HONG KONG -- Doubts have reemerged about padding of China's trade figures. In the first half of 2013, speculative money flowed into mainland China through the use of inflated export bills. The scheme, designed to get around China's strict cross-border capital controls, has since withered, thanks to a government crackdown. But now, the flow is reversed. Such bill-padding is now used to withdraw capital from mainland China.
On Jan. 13, economists and investors were astounded by China's trade statistics for December, published by the General Administration of Customs. Trade values with Hong Kong were suspiciously higher than a year before. In particular, imports from the special administrative zone surged by as much as 64% to $2.16 billion, despite a decline in the value of overall imports to mainland China.
A research team at Nomura International (Hong Kong) said that the import figure is unusually high, and that capital outflows from the mainland in the form of imports from Hong Kong are probably skewing the data.
The need for such a scheme stems from the central government's strict controls on the movement of capital in and out of the mainland. The authorities believe that restricting the flow of money in the form of securities, real estate or other investment vehicles -- that is, money not counted as trade -- would help avoid economic turbulence because such restrictions make it difficult to liquidate yuan-denominated assets amid a weaker currency or tumbling stock market, for instance.
Business owners and investors thus use their non-investment transactions as a cover to escape the capital controls. Some companies in mainland China deliberately overvalue goods imported from Hong Kong in their filings so as to free up capital. This method is known as invoicing, in which traded goods are exported from the mainland to Hong Kong and later reexported to the mainland with their prices inflated each time. The name is derived from the fact that they use invoices, or documents itemizing goods or services traded along with prices, to their own advantage.
The timing of the spike in imports from Hong Kong roughly coincides with the time when the Chinese yuan began sliding further down. The yuan came under increased pressure after the International Monetary Fund decided on Nov. 30 to include the currency in its Special Drawing Rights basket. A view spread across markets that the yuan's entry to the reserve currency basket will make it difficult for Chinese authorities to step in to prop up the yuan openly as it has done in the past.
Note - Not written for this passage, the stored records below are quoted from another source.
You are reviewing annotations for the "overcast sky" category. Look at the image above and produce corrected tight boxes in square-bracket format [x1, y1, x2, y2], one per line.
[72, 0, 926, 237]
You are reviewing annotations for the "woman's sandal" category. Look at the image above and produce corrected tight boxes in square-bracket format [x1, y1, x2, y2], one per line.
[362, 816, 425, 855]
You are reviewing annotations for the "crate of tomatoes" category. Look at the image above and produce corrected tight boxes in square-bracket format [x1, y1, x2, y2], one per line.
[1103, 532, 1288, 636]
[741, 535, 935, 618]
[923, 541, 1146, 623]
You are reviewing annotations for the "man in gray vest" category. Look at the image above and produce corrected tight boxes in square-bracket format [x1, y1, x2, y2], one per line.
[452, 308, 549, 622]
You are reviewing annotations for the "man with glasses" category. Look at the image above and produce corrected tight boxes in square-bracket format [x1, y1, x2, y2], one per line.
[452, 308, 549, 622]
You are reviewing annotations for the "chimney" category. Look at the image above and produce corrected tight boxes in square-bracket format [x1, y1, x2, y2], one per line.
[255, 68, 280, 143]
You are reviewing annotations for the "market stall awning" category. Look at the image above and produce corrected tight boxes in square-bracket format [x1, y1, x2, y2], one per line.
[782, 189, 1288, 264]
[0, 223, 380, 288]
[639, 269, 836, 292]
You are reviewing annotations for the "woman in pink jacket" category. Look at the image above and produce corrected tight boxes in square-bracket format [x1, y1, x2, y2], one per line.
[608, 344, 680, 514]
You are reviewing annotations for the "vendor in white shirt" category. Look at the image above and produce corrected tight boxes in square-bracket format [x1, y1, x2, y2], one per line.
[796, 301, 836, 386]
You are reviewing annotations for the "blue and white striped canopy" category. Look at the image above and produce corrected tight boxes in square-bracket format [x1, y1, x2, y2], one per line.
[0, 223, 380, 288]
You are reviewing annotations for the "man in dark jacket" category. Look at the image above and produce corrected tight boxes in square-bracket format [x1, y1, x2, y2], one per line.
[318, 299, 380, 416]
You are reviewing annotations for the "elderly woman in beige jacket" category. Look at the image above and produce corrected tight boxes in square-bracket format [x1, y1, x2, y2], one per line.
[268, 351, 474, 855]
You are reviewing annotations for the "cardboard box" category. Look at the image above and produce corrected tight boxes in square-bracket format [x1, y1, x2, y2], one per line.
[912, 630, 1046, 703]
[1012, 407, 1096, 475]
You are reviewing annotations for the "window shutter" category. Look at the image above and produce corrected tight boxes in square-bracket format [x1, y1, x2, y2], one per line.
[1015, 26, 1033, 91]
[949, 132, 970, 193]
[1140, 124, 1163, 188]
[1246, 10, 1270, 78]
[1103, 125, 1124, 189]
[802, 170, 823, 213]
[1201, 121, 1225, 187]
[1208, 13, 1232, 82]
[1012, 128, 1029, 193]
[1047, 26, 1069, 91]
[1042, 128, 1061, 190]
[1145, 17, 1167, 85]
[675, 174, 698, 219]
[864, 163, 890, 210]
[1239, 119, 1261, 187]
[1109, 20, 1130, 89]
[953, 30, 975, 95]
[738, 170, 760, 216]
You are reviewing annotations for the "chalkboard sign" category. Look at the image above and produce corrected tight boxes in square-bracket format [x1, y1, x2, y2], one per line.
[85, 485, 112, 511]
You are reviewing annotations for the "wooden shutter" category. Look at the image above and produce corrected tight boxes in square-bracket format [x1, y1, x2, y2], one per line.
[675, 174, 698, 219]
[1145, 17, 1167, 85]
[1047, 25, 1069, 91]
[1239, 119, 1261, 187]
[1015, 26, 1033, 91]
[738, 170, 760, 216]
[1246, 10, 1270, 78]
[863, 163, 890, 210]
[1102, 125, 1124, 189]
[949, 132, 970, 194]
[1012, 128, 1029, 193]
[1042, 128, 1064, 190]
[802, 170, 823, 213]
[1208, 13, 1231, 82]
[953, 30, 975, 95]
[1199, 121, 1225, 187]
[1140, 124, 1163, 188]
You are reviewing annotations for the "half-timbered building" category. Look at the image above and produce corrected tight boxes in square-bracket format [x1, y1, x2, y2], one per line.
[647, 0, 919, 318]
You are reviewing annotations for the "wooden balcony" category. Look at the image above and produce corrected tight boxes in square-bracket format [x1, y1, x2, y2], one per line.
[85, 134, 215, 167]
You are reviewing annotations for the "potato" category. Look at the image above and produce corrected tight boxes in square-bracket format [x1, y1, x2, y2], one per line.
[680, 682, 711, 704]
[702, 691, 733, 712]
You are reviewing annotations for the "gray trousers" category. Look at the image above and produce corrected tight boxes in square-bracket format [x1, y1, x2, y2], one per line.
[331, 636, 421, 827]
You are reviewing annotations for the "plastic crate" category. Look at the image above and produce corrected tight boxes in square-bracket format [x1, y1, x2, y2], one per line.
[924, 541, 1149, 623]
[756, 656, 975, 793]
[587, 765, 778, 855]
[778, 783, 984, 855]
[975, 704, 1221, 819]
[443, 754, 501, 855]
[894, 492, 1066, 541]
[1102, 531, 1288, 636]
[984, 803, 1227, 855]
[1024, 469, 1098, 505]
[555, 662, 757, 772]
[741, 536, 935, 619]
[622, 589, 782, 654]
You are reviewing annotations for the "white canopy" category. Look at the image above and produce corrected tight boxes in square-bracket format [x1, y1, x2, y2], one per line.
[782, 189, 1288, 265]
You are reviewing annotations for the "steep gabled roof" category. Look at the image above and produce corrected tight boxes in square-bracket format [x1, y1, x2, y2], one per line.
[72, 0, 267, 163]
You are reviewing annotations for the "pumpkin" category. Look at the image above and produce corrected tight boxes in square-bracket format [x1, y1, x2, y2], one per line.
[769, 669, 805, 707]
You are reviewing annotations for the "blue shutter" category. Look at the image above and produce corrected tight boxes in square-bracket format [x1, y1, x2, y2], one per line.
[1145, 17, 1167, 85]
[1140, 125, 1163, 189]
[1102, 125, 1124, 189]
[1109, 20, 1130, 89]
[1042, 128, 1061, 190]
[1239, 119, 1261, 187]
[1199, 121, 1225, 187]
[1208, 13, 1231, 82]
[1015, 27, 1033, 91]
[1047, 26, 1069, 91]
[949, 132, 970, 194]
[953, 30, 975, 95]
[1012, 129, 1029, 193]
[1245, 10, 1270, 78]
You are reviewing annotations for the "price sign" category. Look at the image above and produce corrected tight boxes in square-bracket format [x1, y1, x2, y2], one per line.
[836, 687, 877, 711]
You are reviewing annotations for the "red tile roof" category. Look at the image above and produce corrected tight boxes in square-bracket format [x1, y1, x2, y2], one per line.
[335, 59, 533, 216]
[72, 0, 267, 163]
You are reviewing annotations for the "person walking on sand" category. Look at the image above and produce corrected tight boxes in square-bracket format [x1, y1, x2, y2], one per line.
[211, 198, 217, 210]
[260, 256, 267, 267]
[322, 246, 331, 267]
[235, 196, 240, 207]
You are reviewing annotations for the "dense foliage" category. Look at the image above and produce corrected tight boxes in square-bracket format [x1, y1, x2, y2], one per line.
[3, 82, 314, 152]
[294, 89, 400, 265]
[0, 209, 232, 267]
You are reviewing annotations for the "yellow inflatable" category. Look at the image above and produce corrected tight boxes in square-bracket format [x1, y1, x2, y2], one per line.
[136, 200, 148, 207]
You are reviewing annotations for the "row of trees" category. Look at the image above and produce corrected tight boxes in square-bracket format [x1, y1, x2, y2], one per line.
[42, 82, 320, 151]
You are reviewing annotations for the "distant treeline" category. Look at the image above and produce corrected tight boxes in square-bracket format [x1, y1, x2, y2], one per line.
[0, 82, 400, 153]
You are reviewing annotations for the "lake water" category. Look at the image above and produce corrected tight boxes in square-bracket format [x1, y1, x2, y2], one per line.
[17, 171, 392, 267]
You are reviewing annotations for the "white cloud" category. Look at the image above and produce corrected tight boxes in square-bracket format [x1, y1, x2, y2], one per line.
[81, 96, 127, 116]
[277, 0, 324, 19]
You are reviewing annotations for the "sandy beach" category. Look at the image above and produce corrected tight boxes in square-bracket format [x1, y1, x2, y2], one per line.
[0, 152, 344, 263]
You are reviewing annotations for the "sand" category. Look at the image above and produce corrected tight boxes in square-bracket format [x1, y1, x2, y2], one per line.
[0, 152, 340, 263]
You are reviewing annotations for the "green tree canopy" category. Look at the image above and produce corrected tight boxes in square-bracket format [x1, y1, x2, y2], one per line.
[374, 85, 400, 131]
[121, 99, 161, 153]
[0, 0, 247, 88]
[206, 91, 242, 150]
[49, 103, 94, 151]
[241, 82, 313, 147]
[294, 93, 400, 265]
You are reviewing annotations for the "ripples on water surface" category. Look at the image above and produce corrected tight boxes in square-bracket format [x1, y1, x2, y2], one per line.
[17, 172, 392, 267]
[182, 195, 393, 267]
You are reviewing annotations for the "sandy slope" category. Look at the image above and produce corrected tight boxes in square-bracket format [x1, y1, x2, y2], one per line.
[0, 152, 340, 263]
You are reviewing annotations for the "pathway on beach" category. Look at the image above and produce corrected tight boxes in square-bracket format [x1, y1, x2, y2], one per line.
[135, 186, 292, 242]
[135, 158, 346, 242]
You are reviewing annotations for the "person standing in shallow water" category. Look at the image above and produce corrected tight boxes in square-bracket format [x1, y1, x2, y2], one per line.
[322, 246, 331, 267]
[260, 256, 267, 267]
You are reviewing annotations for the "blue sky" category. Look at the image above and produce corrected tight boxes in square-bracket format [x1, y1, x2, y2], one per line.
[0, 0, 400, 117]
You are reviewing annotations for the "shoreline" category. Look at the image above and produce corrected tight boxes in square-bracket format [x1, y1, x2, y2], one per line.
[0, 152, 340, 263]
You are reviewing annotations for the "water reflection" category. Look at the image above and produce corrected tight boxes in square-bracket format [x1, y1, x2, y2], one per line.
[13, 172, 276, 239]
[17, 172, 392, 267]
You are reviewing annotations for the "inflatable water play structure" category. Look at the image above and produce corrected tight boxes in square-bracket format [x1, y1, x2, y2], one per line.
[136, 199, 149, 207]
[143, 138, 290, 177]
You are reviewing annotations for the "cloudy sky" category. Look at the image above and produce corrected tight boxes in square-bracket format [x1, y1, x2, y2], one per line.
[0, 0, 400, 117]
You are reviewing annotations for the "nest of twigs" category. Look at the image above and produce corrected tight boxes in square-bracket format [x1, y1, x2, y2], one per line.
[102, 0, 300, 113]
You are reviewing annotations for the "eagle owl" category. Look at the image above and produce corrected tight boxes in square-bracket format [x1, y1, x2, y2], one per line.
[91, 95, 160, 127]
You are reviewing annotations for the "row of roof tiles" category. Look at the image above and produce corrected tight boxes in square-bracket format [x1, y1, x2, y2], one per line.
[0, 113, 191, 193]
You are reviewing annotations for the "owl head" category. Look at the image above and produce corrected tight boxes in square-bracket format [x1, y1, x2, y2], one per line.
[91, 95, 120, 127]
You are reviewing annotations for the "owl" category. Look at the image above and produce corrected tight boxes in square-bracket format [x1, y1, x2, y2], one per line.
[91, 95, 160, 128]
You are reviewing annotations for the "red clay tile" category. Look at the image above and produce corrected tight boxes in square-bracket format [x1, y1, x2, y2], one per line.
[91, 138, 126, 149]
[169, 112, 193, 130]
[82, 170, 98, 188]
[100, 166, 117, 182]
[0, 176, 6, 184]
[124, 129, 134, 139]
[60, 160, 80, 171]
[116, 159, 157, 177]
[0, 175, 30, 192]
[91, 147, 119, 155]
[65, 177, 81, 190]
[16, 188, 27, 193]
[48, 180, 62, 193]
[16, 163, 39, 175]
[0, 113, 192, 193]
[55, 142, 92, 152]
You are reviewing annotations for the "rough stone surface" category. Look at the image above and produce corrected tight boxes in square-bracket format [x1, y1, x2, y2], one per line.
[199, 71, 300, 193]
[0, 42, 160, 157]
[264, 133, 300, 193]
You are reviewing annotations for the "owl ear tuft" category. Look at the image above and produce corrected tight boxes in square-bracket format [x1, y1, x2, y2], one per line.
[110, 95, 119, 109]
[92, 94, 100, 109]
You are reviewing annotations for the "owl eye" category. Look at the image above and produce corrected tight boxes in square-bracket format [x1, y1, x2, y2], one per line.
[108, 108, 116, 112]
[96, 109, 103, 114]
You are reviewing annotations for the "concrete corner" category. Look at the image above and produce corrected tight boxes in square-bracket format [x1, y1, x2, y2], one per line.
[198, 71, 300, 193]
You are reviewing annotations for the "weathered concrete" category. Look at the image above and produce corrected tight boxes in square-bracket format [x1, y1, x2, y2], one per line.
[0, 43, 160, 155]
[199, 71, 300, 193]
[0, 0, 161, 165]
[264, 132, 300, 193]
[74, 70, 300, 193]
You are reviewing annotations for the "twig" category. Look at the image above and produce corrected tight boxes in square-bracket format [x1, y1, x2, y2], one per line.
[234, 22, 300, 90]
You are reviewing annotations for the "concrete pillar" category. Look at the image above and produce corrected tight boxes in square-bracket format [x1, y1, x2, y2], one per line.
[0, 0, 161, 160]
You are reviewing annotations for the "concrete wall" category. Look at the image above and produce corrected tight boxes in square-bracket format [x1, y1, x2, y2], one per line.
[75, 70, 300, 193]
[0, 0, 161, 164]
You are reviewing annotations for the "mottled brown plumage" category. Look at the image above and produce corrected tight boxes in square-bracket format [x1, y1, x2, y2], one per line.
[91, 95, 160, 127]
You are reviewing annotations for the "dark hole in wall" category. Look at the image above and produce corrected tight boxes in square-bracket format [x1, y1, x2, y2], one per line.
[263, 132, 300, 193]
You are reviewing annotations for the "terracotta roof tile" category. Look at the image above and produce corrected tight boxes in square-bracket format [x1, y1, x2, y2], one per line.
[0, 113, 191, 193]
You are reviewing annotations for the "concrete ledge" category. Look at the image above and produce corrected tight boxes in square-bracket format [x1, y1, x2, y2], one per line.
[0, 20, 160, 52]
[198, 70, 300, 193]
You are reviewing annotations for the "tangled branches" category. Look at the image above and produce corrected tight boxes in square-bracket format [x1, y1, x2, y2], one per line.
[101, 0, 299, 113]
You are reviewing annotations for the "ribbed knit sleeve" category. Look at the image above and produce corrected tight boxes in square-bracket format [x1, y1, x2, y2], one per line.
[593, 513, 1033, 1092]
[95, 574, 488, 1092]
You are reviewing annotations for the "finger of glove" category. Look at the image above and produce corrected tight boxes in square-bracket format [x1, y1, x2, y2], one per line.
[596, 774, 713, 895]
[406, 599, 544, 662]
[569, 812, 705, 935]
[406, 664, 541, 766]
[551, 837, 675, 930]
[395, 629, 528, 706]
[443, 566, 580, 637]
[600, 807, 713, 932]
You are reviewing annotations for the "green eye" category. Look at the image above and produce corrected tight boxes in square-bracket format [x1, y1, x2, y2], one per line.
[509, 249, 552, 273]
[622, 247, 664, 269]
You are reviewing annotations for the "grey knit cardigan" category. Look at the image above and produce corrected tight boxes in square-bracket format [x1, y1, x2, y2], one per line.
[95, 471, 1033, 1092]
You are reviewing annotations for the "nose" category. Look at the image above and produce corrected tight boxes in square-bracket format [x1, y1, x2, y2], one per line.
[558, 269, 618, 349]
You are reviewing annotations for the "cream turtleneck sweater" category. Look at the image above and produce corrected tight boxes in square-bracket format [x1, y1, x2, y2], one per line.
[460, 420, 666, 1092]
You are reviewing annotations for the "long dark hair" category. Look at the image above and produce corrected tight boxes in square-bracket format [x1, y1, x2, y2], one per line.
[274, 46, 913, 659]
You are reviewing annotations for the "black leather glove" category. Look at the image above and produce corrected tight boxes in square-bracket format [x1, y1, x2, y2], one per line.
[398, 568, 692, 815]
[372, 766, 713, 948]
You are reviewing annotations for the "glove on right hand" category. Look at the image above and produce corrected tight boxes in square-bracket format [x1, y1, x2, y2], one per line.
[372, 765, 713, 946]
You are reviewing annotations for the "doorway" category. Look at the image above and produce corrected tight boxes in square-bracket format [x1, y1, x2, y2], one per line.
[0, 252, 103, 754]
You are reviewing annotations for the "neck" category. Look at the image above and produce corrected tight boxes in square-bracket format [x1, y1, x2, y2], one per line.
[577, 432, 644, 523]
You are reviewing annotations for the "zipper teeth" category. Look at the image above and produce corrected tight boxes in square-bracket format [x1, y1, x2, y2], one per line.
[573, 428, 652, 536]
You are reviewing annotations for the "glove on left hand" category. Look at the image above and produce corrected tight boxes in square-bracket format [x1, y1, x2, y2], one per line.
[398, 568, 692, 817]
The slowing economic growth there, coupled with a U.S. interest rate hike accelerated selling of the currency in favor of the greenback.
For investors rushing for the exit, invoicing emerged as a way of pulling money out of the mainland while slipping through regulations. Signs were already apparent in prior data. Imports from Hong Kong to mainland China actually fell year on year in the first seven months of 2015 by 13%. But they started to rise again after August, more than cancelling out earlier declines. For the entire year, imports were up 1.2% compared to a year before. Considering the sudden devaluation of the yuan in August 2015 by the People's Bank of China, the central bank, invoicing may have already been in full play around that time.
In 2013, things were going in a completely opposite direction. At that time, China was still enjoying higher growth and the U.S. was easing its monetary policy to an extreme degree. Hot money left idle for investment opportunities amid low interest rates across the globe sought every possible way to get into the Chinese market. As a result, money flooded into the country through padded Chinese export bills. In each of the five months from December 2012 to April 2013, the value of Chinese exports grew by a double-digit rate, which prompted China's State Administration of Foreign Exchange to strengthen its oversight in June 2013, a rare move.
Whether China's recent trade figures are artificially inflated will become clear when the Hong Kong government releases its trade statistics for December on Jan. 26. Last time, inconsistency between the official figures from the two governments generated much skepticism.
If imports and exports are indeed found to have been padded, that would not only undermine the reliability of statistics by the mainland government but would also intensify the view that the Chinese economy is doing worse than what statistics show.
Overall exports and imports in December were down 1.4% and 7.6%, respectively, according to the data Jan. 13. Still, the numbers beat market expectations, which then briefly lifted shares in the U.S. and European markets. But statistical numbers from the mainland government are no longer acceptable at face value. Fears are growing amid the sounds of a creaking Chinese economy.